The candidates sat in the front of the center section, taking up four rows. Surrounding them were dozens of police officers, prosecutors, neighbors, social service providers, former drug addicts, criminal defense attorneys, a pastor, two journalists, and me.

Everyone in the room was tense with expectation. Most of us, except for a few police officers and staff members in Carr's office, had never witnessed anything like what was about to happen.

The first official to speak was Seattle Police Chief John Diaz. His message was simple—“You will not be arrested tonight, although we could because we have strong cases against you. Instead, we are here to give you a choice, another chance. I hope you take it.”

Captain Paul McDonagh, commander of the East Precinct, which covers the Central District, was next. His message was the same, but much more personal. “Your behavior is hurting the community and yourself, it must stop. Tonight, we're asking you to choose to accept job training, addiction and mental health counseling, and other social services. If instead you choose to continue dealing drugs— not only in Seattle, but anywhere in King County—you will be arrested. The cases we’ve built against you which are documented in these notebooks will be filed and you will go to prison.”

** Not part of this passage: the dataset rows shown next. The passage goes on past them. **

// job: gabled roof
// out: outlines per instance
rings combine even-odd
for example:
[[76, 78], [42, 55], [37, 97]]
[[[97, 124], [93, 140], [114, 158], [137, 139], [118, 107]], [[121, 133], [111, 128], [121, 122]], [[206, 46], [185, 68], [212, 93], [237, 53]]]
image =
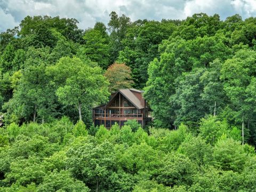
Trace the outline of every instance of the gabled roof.
[[114, 95], [111, 97], [109, 101], [108, 102], [106, 105], [101, 105], [100, 106], [97, 107], [95, 108], [97, 108], [100, 107], [103, 107], [106, 106], [106, 107], [108, 107], [111, 103], [111, 101], [116, 97], [118, 93], [122, 94], [125, 98], [126, 98], [130, 102], [132, 103], [132, 105], [134, 106], [138, 109], [141, 109], [144, 108], [144, 106], [141, 105], [141, 103], [140, 100], [136, 97], [135, 95], [132, 93], [132, 91], [137, 92], [140, 93], [142, 93], [143, 92], [143, 91], [140, 91], [136, 90], [135, 89], [121, 89], [118, 90], [117, 92], [115, 93]]
[[144, 93], [143, 91], [138, 90], [137, 90], [136, 89], [133, 89], [133, 88], [129, 89], [129, 90], [132, 91], [135, 91], [135, 92], [138, 92], [138, 93]]

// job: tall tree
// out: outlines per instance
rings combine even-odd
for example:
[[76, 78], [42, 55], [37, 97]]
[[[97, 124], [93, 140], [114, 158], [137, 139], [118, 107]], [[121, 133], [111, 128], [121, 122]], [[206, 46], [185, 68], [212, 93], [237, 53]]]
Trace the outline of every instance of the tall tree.
[[106, 101], [109, 93], [109, 83], [102, 75], [101, 68], [94, 68], [74, 57], [63, 57], [53, 66], [47, 68], [58, 89], [60, 102], [77, 108], [82, 121], [82, 106], [92, 107]]

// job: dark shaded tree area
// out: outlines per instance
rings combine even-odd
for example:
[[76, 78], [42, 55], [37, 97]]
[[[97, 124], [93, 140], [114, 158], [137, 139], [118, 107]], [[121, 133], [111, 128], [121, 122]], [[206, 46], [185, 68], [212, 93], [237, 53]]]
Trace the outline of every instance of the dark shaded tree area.
[[212, 115], [241, 130], [243, 143], [255, 145], [255, 21], [194, 14], [162, 41], [145, 88], [156, 126], [183, 123], [197, 131]]
[[[0, 191], [253, 191], [256, 18], [109, 17], [0, 34]], [[91, 108], [131, 87], [152, 126], [95, 127]]]

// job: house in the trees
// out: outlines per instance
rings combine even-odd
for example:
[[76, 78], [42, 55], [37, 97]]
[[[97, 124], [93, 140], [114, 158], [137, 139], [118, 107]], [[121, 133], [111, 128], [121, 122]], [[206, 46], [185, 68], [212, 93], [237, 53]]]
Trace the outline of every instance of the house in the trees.
[[149, 108], [142, 93], [142, 91], [127, 89], [112, 94], [107, 104], [93, 109], [94, 125], [109, 129], [116, 122], [123, 126], [129, 119], [136, 119], [143, 127], [150, 118]]

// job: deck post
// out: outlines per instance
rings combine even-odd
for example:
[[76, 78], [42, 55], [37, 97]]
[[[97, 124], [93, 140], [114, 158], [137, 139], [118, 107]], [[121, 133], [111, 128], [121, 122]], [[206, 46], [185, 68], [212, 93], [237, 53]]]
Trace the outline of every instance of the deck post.
[[121, 127], [121, 94], [119, 93], [119, 127]]

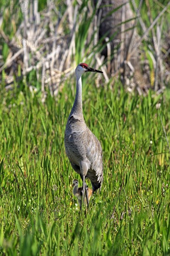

What McDonagh did next brought his warning into sharp focus. He showed police surveillance images of the dealers, both still photographs and video clips. He explained how police detectives monitored their activities and recorded narcotics transactions between the dealers and undercover police officers. I watched several candidates sitting right in front of me squirm in their seats, exchanging glances. I'm sure not a few wanted to bolt.